Somebody had put the pedal to the metal and was driving directly at the main gates. His bowels let go in a liquid rush, and he groaned in disgust and self-loathing. Also in terror.
They were going to ram the gate.
It was almost as though imagining the possibility conjured up the reality. Jonas and Dale made it to the cover of the ancient Oregon White Oak which shaded the barbecue area, when the whole of the mountain seemed to heave and shudder underfoot.
Everything slowed down. The gate structure flexed. And exploded inwards, throwing off a lethal shower of splinters and metal shards. He saw bodies launched into space, limbs grasping at nothing. A weird, abstracted part of his mind thought calmly, ‘Hey, I know those guys.’
He even recognised one of the tumbling, flying defenders as Alex, the real estate guy. Jonas had been standing next to him just five minutes earlier. The weird, slow-mo effect suddenly snapped back to real time as flying debris smashed into the trunk of the oak they were sheltered behind. Jonas did not need Dale to pull him into cover this time. He cringed away, instinctively. But as he squeezed his eyes shut, an after-image burned on the back of his retinas. The front of a huge, powerful truck wedged into the shattered remains of the Seattle gate. The attackers, the bikers, whoever the fuck they were, had done something to it, engineered some form of armour or dozer blade to the front to create a sort of spearhead, a metal ram.
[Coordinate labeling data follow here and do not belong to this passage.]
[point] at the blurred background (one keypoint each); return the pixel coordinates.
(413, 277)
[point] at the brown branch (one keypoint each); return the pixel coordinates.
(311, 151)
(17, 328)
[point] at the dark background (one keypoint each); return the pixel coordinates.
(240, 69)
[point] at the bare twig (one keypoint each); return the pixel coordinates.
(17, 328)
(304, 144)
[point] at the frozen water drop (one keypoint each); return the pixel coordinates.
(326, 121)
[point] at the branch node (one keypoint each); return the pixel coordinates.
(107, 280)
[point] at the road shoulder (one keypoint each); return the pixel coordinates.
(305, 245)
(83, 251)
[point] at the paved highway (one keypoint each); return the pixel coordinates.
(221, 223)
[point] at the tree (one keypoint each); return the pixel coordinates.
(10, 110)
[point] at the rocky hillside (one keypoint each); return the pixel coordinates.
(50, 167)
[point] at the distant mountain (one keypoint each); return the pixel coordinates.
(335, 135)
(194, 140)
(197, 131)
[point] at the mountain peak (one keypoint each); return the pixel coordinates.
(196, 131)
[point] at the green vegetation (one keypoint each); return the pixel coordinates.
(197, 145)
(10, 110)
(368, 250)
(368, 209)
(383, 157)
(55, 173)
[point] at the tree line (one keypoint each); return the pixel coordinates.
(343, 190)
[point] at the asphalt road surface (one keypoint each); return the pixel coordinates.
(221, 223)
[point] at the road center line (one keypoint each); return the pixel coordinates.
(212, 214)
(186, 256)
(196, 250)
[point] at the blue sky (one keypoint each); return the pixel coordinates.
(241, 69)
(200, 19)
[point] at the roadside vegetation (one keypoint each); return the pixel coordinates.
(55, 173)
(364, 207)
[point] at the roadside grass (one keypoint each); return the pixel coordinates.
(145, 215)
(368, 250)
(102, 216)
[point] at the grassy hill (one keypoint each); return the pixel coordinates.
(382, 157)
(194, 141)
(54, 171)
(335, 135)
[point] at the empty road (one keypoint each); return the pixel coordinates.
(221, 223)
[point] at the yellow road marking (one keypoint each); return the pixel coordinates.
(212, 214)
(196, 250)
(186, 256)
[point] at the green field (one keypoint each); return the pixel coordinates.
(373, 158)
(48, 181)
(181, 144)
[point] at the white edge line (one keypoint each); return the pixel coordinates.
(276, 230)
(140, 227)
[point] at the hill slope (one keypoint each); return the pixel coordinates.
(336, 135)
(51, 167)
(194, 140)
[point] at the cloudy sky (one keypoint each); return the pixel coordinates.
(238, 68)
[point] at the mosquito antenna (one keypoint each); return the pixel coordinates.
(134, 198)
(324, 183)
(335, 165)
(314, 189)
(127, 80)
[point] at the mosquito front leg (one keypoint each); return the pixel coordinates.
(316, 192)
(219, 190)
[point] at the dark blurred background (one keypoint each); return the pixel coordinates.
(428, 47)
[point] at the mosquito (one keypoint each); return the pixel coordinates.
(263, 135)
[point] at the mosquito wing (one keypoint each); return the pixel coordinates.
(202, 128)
Jonas could hear shattered timbers squealing and screaming as the driver of the vehicle crunched through the gears to throw it into reverse. The diesel engine wheezed and shrieked. Timbers groaned and cracked. And still the barrage of incoming fire swept in from the hillsides, except now a few lines of tracer had shifted their aim, moving away from suppressing the gate defenders, feeling through the dark, seeking out new targets. The snipers on rooftops. The fire teams on the upper floors of solid brick buildings. Isolated defenders like Jonas and Dale.
None of it stopped Juntii. Not for a second. He leaned into the trunk of the oak tree, and methodically serviced target after target. Jonas had no idea who he was shooting at. But to judge from his fixed, unsmiling expression, and the fierce concentration in his eyes, the small mechanical adjustments he made to his stance and aiming point, Dale obviously knew what he was doing.
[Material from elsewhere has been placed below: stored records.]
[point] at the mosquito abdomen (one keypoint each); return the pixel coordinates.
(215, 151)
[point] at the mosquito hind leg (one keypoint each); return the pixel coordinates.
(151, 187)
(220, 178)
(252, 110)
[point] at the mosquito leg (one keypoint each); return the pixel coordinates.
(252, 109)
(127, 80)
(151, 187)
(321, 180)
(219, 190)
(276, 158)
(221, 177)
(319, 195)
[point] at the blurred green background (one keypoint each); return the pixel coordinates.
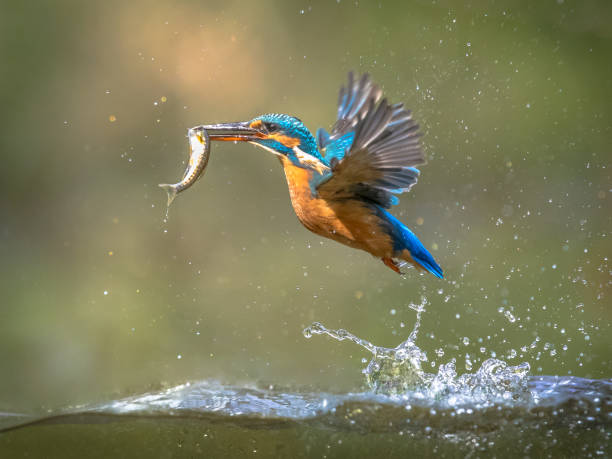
(100, 298)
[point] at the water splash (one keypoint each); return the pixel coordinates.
(398, 370)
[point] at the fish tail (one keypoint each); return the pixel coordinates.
(171, 190)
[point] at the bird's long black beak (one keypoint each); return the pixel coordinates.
(232, 131)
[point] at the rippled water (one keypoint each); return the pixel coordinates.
(564, 416)
(498, 410)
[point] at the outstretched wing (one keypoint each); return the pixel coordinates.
(372, 149)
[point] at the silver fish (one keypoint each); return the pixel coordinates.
(199, 152)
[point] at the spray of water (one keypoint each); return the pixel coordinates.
(399, 371)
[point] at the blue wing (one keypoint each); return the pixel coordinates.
(372, 149)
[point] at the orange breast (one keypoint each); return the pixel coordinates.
(348, 221)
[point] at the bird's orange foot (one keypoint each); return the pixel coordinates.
(391, 264)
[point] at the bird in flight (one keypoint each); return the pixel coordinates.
(342, 182)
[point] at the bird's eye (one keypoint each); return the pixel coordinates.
(270, 127)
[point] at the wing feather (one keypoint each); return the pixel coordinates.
(384, 150)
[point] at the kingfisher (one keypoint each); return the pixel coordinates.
(342, 182)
Jonas didn't. He’d lost the rifle he'd been assigned earlier and had to scramble to draw his pistol from the holster at his hip.
He loosed off a couple of shots at the truck. It was the only thing he could see or think to shoot at. One round appeared to spark off the windshield and he stupidly wondered what sort of trucker equipped his rig with bullet-proof glass.
He risked a peek around the tree. Amidst the uproar of gunfire, explosions and shouting he could still hear the screaming of the diesel as it tried to free itself from the ruins of the gate. He saw then that whoever had fixed the gigantic steel arrowhead to the grill had also thought to weld some kind of shield in front of the driver's side window. It was probably just a steel barbecue plate, something to give the driver a little extra chance of surviving his suicide run at the gate. The truck engine howled, tyres smoked and finally the great beast freed itself with a lurch, bringing half the gate down with it. He thought he heard cheering.